The White House July 6 announced that the president would reverse long-standing policy and begin to send condolence letters to the family of some troops who deploy to war zones and then commit suicide. President Obama said the new policy is part of a commitment to remove the “stigma associated with the unseen wounds of war.” Obama added that service members who committed suicide “didn’t die because they were weak.”

But Obama said those letters would only go out to “the families of service members who commit suicide while deployed to a combat zone.”

The “while deployed” is the catch. Take Army suicides as an example. Between 2005 and 2009, nearly 73 percent of soldiers who committed suicide took their own lives in the United States, not in Iraq or Afghanistan. And around 70 percent of those troops who committed suicide had deployed to war.

The Tragedy Assistance Program for Survivors, a program to support service members’ families, “applauded” the new White House policy in a July 6 statement. The group added, however, that, “Approximately two-thirds of suicides by military service members occur outside combat zones.” TAPS said that though well-intentioned, the policy makes a distinction between “the value of the life and service” of troops based arbitrarily on where they die.

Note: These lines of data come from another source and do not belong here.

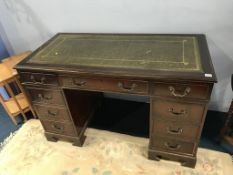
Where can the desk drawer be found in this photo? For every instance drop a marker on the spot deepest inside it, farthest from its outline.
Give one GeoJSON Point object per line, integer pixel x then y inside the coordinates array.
{"type": "Point", "coordinates": [38, 78]}
{"type": "Point", "coordinates": [46, 96]}
{"type": "Point", "coordinates": [197, 91]}
{"type": "Point", "coordinates": [175, 129]}
{"type": "Point", "coordinates": [106, 84]}
{"type": "Point", "coordinates": [59, 127]}
{"type": "Point", "coordinates": [126, 86]}
{"type": "Point", "coordinates": [177, 111]}
{"type": "Point", "coordinates": [52, 113]}
{"type": "Point", "coordinates": [172, 145]}
{"type": "Point", "coordinates": [81, 82]}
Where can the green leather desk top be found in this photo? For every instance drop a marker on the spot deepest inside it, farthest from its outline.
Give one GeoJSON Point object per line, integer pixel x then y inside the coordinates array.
{"type": "Point", "coordinates": [144, 52]}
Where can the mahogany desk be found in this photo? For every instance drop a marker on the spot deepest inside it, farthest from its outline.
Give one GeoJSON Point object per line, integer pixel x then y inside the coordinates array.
{"type": "Point", "coordinates": [66, 76]}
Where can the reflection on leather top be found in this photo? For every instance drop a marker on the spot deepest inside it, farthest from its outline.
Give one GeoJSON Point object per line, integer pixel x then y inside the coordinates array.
{"type": "Point", "coordinates": [149, 52]}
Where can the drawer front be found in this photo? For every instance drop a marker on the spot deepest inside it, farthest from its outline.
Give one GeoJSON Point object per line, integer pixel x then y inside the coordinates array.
{"type": "Point", "coordinates": [59, 128]}
{"type": "Point", "coordinates": [81, 83]}
{"type": "Point", "coordinates": [171, 145]}
{"type": "Point", "coordinates": [106, 84]}
{"type": "Point", "coordinates": [52, 113]}
{"type": "Point", "coordinates": [126, 86]}
{"type": "Point", "coordinates": [46, 96]}
{"type": "Point", "coordinates": [177, 111]}
{"type": "Point", "coordinates": [38, 78]}
{"type": "Point", "coordinates": [197, 91]}
{"type": "Point", "coordinates": [175, 129]}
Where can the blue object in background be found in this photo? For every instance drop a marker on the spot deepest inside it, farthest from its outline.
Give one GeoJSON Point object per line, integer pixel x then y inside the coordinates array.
{"type": "Point", "coordinates": [3, 54]}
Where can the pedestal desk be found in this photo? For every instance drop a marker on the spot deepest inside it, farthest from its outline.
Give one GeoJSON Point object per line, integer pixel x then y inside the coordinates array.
{"type": "Point", "coordinates": [66, 77]}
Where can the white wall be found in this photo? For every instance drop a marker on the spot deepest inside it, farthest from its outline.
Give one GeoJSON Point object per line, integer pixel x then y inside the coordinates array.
{"type": "Point", "coordinates": [29, 23]}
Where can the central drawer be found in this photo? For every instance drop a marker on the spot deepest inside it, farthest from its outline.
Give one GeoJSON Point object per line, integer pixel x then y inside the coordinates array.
{"type": "Point", "coordinates": [46, 96]}
{"type": "Point", "coordinates": [106, 84]}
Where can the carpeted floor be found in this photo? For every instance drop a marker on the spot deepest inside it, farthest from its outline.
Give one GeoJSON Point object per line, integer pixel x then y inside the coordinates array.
{"type": "Point", "coordinates": [103, 153]}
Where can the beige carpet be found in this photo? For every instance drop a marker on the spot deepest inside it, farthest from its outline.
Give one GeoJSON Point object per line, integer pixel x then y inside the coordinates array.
{"type": "Point", "coordinates": [104, 153]}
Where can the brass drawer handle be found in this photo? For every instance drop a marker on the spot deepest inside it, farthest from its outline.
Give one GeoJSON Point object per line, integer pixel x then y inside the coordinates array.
{"type": "Point", "coordinates": [81, 83]}
{"type": "Point", "coordinates": [172, 111]}
{"type": "Point", "coordinates": [41, 81]}
{"type": "Point", "coordinates": [172, 147]}
{"type": "Point", "coordinates": [58, 128]}
{"type": "Point", "coordinates": [174, 131]}
{"type": "Point", "coordinates": [54, 114]}
{"type": "Point", "coordinates": [175, 94]}
{"type": "Point", "coordinates": [42, 97]}
{"type": "Point", "coordinates": [122, 87]}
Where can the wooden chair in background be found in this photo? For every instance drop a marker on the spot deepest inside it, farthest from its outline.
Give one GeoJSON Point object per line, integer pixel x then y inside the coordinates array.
{"type": "Point", "coordinates": [18, 102]}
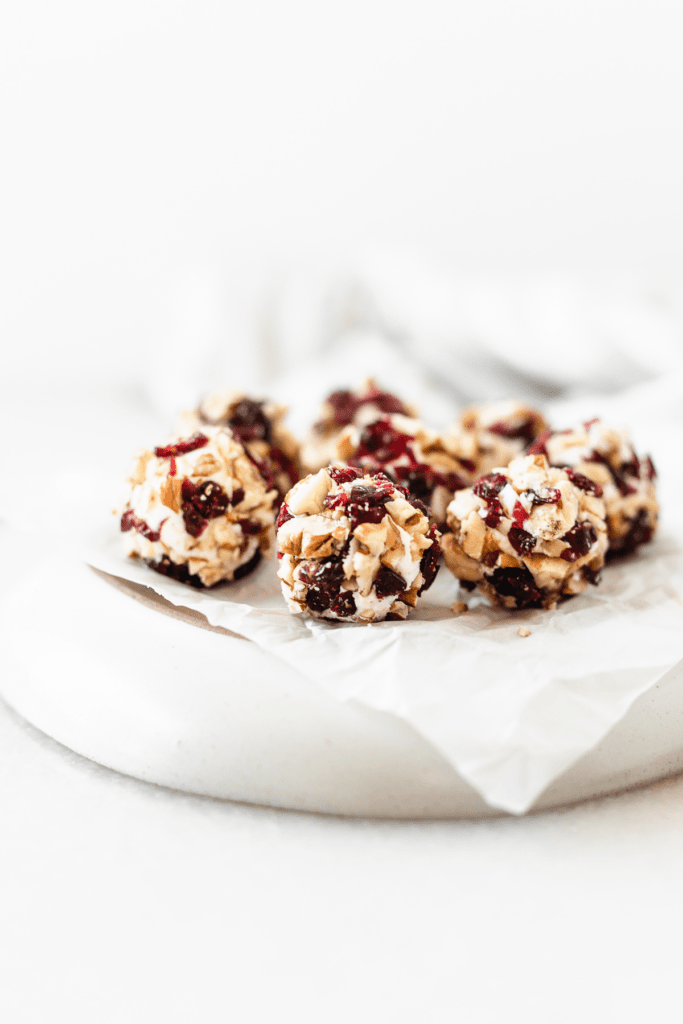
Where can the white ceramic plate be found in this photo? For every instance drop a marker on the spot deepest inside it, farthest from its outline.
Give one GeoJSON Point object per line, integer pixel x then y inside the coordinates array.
{"type": "Point", "coordinates": [151, 690]}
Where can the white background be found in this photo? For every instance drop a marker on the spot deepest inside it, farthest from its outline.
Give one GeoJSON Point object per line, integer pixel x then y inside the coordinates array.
{"type": "Point", "coordinates": [160, 160]}
{"type": "Point", "coordinates": [163, 164]}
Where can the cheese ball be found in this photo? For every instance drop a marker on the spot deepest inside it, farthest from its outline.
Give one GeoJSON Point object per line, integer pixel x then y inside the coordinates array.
{"type": "Point", "coordinates": [411, 455]}
{"type": "Point", "coordinates": [527, 536]}
{"type": "Point", "coordinates": [257, 425]}
{"type": "Point", "coordinates": [353, 548]}
{"type": "Point", "coordinates": [606, 457]}
{"type": "Point", "coordinates": [342, 409]}
{"type": "Point", "coordinates": [494, 434]}
{"type": "Point", "coordinates": [198, 510]}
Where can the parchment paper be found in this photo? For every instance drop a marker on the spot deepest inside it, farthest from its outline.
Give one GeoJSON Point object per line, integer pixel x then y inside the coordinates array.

Paul Rieckhoff, executive director of Iraq and Afghanistan Veterans of America, noted the problem within hours of the White House announcement. “Most of the suicides we see are among people who have been home for six months,” he told TIME.

That’s because of the “post” in post-traumatic stress disorder.  The explosive homicidal and suicidal thoughts, insomnia, depression and anxiety from combat often don’t come into full bloom for months after a combat tour.

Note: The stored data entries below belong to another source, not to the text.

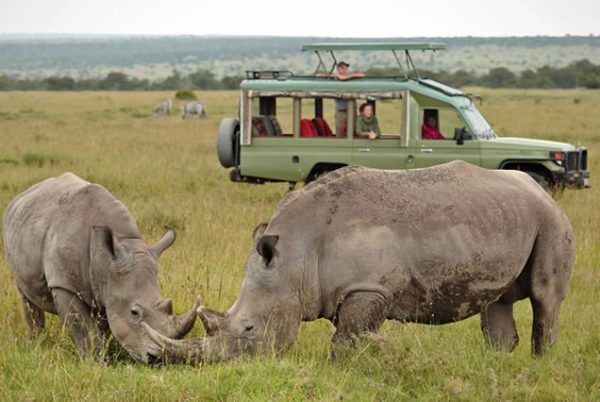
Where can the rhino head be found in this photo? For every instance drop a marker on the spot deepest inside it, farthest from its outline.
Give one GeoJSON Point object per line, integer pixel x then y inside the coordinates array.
{"type": "Point", "coordinates": [266, 315]}
{"type": "Point", "coordinates": [123, 276]}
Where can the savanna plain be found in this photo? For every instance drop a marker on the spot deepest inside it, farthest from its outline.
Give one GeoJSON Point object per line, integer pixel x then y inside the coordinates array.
{"type": "Point", "coordinates": [165, 170]}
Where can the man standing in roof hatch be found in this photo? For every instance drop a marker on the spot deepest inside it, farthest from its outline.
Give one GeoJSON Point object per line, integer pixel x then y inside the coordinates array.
{"type": "Point", "coordinates": [341, 105]}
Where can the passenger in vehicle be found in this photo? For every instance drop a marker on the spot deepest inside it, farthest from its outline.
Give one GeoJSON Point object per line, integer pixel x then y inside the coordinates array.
{"type": "Point", "coordinates": [429, 130]}
{"type": "Point", "coordinates": [341, 105]}
{"type": "Point", "coordinates": [344, 74]}
{"type": "Point", "coordinates": [367, 124]}
{"type": "Point", "coordinates": [341, 116]}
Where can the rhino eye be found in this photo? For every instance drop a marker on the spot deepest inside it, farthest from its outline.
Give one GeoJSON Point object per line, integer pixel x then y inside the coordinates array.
{"type": "Point", "coordinates": [136, 312]}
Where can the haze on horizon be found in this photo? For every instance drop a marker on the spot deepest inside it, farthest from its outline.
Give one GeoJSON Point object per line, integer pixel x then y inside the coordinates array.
{"type": "Point", "coordinates": [376, 18]}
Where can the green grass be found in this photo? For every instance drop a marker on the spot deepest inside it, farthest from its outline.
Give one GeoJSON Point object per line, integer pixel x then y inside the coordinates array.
{"type": "Point", "coordinates": [166, 172]}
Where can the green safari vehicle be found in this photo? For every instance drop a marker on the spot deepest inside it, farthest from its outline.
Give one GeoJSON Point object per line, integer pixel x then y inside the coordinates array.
{"type": "Point", "coordinates": [296, 128]}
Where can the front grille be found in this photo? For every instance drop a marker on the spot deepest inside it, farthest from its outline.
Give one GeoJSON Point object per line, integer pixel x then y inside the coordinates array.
{"type": "Point", "coordinates": [583, 159]}
{"type": "Point", "coordinates": [572, 161]}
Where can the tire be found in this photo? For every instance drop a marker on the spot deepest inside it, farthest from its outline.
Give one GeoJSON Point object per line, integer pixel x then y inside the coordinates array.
{"type": "Point", "coordinates": [225, 141]}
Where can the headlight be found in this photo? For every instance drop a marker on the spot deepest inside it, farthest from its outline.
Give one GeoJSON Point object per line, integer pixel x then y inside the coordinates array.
{"type": "Point", "coordinates": [558, 157]}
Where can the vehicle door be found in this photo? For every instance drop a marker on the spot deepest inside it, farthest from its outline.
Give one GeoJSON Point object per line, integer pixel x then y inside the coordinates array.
{"type": "Point", "coordinates": [430, 152]}
{"type": "Point", "coordinates": [389, 150]}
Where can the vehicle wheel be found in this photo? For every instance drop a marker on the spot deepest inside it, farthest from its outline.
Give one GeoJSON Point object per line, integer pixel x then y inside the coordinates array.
{"type": "Point", "coordinates": [225, 141]}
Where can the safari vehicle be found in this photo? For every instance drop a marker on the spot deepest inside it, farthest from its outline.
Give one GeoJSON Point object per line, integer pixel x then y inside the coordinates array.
{"type": "Point", "coordinates": [284, 132]}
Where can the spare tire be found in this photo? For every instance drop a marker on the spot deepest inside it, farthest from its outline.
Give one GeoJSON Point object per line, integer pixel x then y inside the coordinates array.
{"type": "Point", "coordinates": [226, 146]}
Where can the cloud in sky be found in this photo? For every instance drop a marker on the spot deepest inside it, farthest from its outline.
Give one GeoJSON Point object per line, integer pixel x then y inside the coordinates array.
{"type": "Point", "coordinates": [375, 18]}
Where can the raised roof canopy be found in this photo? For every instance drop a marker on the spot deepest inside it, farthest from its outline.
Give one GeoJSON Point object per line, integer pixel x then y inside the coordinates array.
{"type": "Point", "coordinates": [361, 46]}
{"type": "Point", "coordinates": [394, 47]}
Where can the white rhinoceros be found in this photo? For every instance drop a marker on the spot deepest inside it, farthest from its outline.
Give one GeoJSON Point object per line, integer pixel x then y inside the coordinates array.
{"type": "Point", "coordinates": [192, 108]}
{"type": "Point", "coordinates": [432, 246]}
{"type": "Point", "coordinates": [76, 251]}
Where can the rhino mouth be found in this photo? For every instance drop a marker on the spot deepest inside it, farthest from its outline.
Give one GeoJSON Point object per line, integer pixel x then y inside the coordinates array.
{"type": "Point", "coordinates": [154, 357]}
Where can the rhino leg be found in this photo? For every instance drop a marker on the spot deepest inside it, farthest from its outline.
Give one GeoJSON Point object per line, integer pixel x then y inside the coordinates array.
{"type": "Point", "coordinates": [358, 314]}
{"type": "Point", "coordinates": [77, 319]}
{"type": "Point", "coordinates": [34, 316]}
{"type": "Point", "coordinates": [498, 326]}
{"type": "Point", "coordinates": [545, 325]}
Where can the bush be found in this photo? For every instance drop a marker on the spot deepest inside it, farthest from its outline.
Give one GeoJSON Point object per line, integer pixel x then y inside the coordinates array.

Hunt, a Marine sniper, suffered from these kinds of symptoms for two years after he returned from Afghanistan on his second combat deployment. Selke, his mother, believes there should be some method of tracking the number of troops now out of uniform but who were clearly suffering from war’s mental fallout when they committed suicide. As of now, that number is unknown, but potentially huge. “I think the American people need to know how many people we have really lost as a result of Iraq and Afghanistan,” she said. Selke said the president could start by sending the right message with condolence letters to troops, even if they die in Sugar Land, Texas.

“If he is going to take this step, he is taking it half way,” she said about the new policy. “We just need to not go half way.”